3. Defuse the DDoS threat. Distributed denial of service (DDoS) attacks can paralyze a healthcare company’s network. A DDoS mitigation service helps to diminish the threat of a DDoS attack by redirecting traffic and using scrubbers to clean diverted traffic. This technique protects an organization from the massive traffic surges that can disable access to the network resources it needs to support employees and patients.
4. Let go of the legacy network in favor of a more secure modern framework. Relying on an aging, outmoded network infrastructure invites trouble, particularly as organizations move more key business functions and data to the cloud, and as demand for remote network access increases to support employees and patients. For businesses ranging from healthcare to retail, software-defined wide-area networking (SD-WAN) is emerging as the modern network framework of choice, for the integrated multilayered security, ease of management, scalability, reliable from-anywhere connectivity and cost-efficiency that it provides. Indeed, stronger security is among the most appealing aspects of SD-WAN, we found in our survey of C-level healthcare execs, 42% of whom named security as the most important factor in their organization choosing SD-WAN.
5. Step into SASE. There’s good reason that most conversations about network security these days eventually lead to SASE. Short for Secure Access Service Edge, SASE isn’t just a catchy buzzword, it’s a legitimate counter to the increasingly sophisticated and varied cyberattacks that are victimizing companies inside and outside the healthcare industry. SASE essentially is a fabric of network and security technologies that overlays SD-WAN. It interlaces components, including Firewall as a Service (FWaaS), Secure Web Gateways (SWG), Zero Trust Network Access (ZTNA) and Cloud Access Security Broker (CASB), to form a unified connectivity framework that is uniquely positioned to intercept, inspect, secure and optimize all traffic across a network.

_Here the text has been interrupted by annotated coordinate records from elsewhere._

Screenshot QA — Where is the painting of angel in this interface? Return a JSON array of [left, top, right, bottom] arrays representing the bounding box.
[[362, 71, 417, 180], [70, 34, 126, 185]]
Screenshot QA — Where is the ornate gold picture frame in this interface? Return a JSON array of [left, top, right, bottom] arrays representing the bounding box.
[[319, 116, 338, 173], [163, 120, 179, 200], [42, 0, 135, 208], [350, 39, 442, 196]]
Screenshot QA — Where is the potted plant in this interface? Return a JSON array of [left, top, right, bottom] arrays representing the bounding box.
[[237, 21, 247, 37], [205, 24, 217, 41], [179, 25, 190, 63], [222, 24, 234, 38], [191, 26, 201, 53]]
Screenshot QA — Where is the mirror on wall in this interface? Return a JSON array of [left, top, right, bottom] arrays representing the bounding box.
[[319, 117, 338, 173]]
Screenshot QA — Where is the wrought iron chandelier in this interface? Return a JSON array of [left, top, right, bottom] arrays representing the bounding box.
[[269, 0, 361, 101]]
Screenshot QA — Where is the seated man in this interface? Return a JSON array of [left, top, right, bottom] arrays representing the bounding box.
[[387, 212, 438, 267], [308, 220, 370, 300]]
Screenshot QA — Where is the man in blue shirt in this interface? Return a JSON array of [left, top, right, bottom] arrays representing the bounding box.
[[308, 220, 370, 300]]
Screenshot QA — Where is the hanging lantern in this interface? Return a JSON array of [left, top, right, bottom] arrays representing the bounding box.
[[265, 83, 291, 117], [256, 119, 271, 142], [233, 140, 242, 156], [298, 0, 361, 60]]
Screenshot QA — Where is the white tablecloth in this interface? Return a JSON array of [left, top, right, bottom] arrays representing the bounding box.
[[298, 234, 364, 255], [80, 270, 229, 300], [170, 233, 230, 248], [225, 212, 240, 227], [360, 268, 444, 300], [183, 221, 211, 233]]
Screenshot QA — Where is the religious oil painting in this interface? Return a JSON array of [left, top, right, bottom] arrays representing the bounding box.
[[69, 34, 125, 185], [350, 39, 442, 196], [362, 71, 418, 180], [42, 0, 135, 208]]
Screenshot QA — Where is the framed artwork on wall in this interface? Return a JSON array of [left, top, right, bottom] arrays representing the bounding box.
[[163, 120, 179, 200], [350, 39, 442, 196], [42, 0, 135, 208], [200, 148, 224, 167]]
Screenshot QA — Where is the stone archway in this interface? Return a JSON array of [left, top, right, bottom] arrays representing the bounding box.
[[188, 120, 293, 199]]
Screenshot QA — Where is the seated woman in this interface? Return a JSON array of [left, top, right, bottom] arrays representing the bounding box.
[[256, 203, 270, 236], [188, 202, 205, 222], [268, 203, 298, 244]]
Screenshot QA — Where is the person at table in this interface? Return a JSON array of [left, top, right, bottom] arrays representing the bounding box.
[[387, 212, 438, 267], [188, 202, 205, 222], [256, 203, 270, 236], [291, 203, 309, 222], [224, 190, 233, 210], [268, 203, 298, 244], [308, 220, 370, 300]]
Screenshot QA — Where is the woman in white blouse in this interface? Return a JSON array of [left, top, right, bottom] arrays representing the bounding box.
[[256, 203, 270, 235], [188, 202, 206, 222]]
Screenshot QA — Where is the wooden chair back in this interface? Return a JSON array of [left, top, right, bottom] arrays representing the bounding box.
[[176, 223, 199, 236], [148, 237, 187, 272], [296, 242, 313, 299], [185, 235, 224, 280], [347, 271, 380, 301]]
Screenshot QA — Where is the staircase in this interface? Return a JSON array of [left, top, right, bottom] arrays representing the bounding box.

Importantly in this era of remote working and remote patient services and care, SASE extends the edge of the private network, providing persistent connectivity and security wherever an organization’s users and resources are. It’s scalable, and it can be monitored and managed through a single portal, significantly improving administrators’ experience by providing a consistent and unified interface to monitor and manage both network and security investments. Another advantage with SASE is it accommodates phased-in implementation, so organizations can test the waters with one or two of the aforementioned technologies before committing to using all of them.
The healthcare industry’s rapid shift to digital technology, remote access and the cloud brings new vulnerabilities that organizations can choose to address with modest steps or major initiatives. As cyberattack victims will attest, either is better than meeting a hacker’s ransom demands, or swallowing the high cost of a remediation campaign.